26 Janeiro 2024
Destaques
"Educar é preparar as gerações para o futuro e transformar. Depois, trazer para fora do individuo algo de novo que vai beneficiar a sociedade". As palavras são de Margarida Mano, Vice-reitora para a Qualidade, Inovação e Desenvolvimento, da Universidade Católica Portuguesa, proferidas na celebração da FNE/AFIET do Dia Internacional da Educação 2024, com a conferência “A Educação de que Precisamos – Refletir o PISA 2022 e as políticas de educação e formação para o futuro”.
O evento híbrido decorreu na tarde do dia 24 de janeiro de 2024, no Hotel Barcelona, em Lisboa, totalizando cerca de 150 participantes, 60 dos quais em modo presencial. Do programa constaram três intervenções de oradores convidados: Anabela Serrão, membro do Conselho Diretivo do IAVE (Instituto de Avaliação Educativa), Domingos Lopes (Presidente do Conselho Diretivo do IEFP) e Margarida Mano, acompanhados nas suas prestações por dois grupos de três comentadores, dos órgãos da FNE e da AFIET.
A abertura da sessão coube a João Dias da Silva, Presidente da AFIET, e a Maria José Rangel, Presidente do SDPGL. João Dias da Silva sublinhou o papel da Educação “como um direito humano, como um bem público e uma responsabilidade pública”, nas suas palavras “três vetores fundamentais e basilares para a perspetiva com que atuamos no setor”.
João Dias da Silva e Maria José Rangel
Para o Presidente da AFIET, “a melhor forma de garantir o direito à educação para todos tem de ser através de sistemas de ensino público gratuitos e de qualidade. Estamos todos unidos por uma Educação que preveja um futuro que os nossos alunos merecem, por salários dignos e por boas condições de vida e de trabalho pata todos os trabalhadores da educação”.
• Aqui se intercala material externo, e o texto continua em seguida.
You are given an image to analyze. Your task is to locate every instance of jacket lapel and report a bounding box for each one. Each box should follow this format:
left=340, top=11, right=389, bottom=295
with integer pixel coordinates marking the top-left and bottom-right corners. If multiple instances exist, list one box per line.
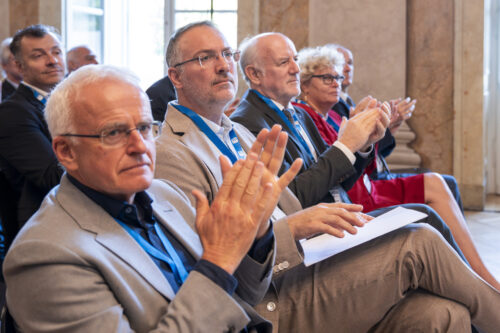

Por seu lado, Maria José Rangel saudou os participantes presenciais e online para um evento que partiria, na sua essência, dos resultados dos alunos portugueses no PISA 2022 da OCDE, publicados em dezembro de 2023, para culminar em propostas para o futuro melhor para a Educação em Portugal.
O efeito da retenção
Anabela Serrão, coordenadora nacional dos estudos internacionais que o IAVE implementa no nosso país, apresentou o tema "O desempenho dos alunos portugueses no PISA 2022 - resultados obtidos e consequências", focando, entre outros, aspetos específicos do relatório, relacionados com o processo de amostragem e com os diversos fatores de desempenho escolar dos alunos, como por exemplo as características do aluno, da família e da escola, sendo a retenção e o ano frequentado dos mais relevantes.
Anabela Serrão reconheceu que os resultados do PISA 2022 e de outras avaliações internacionais dos últimos anos entraram para Portugal numa tendência descendente, tendo o último ciclo do PISA sido muito marcado pela pandemia do COVID-19, que fez com que a generalidade dos países e economias participantes tivessem uma queda de cerca de 15 pontos na média da OCDE.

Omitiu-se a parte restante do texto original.